The FDA issued a warning to physicians and pharmacists that administering a proton pump inhibitor (PPI) in conjunction with IV methotrexate could lead to elevated serum levels of the IV agent, potentially resulting in methotrexate toxicity. The warning cited case reports and pharmacokinetic studies.
But experts say that PPIs represent just the tip of the iceberg in terms of commonly used medications that may pose serious hazards when given concomitantly with methotrexate, a chemotherapy drug that also is used in the treatment of rheumatoid arthritis (RA).
In addition to PPIs, other drugs that can delay the elimination of methotrexate from the body, potentially with toxic consequences, include:
Nonsteroidal anti-inflammatory drugs (NSAIDs)
Salicylic acid (aspirin)
Many antibiotics, including penicillin, vancomycin and amoxicillin.
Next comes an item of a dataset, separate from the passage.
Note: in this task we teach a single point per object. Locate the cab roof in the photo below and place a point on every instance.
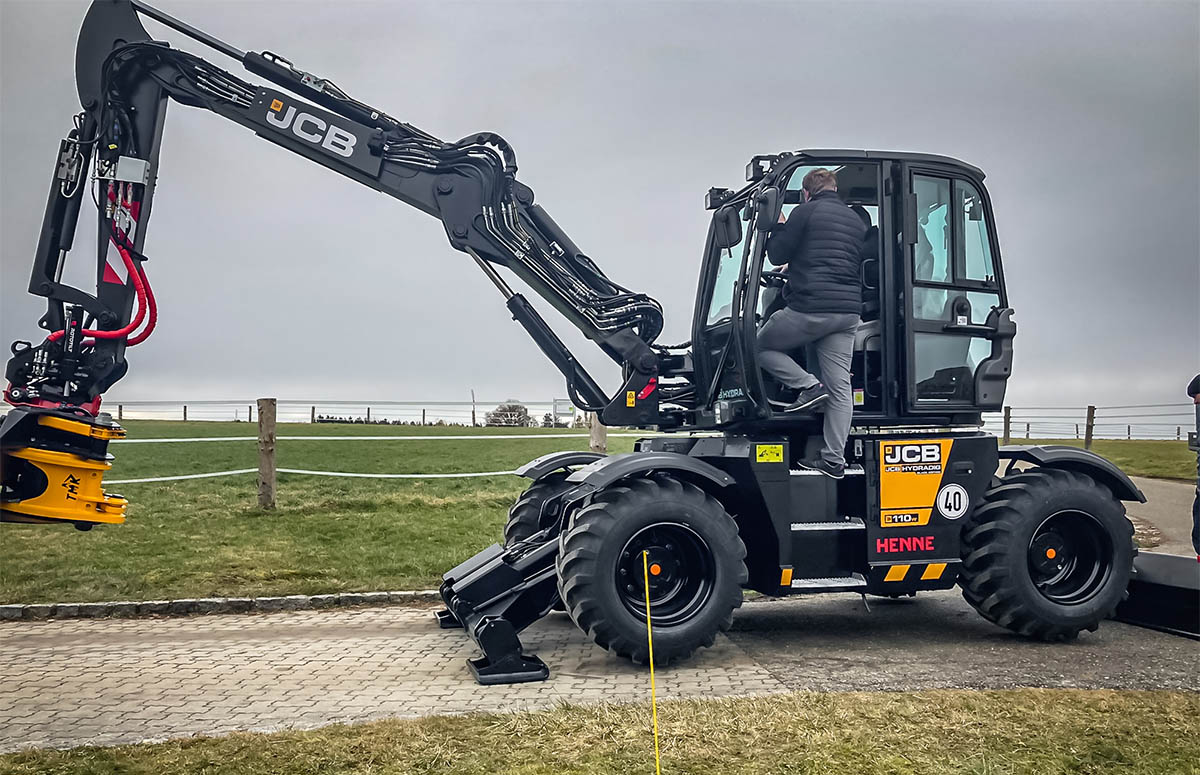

“We’ve had several cases of methotrexate toxicities in our setting,” Dr. McBride said. “We treat a lot of acute leukemic patients, and also lymphoma patients who require high-dose methotrexate. With this drug, in oncology, we use a high dose, it gets into the cell, and then we use leucovorin to rescue the cells that aren’t replicating as quickly as the cancer cells. In that protocol, you have to maintain the patient’s urine pH at greater than 7.0 in order to maximize the elimination of the drug and prevent any toxic side effects.” But patients taking PPIs, NSAIDs, antibiotics and/or aspirin may have a difficult time maintaining that pH, he noted.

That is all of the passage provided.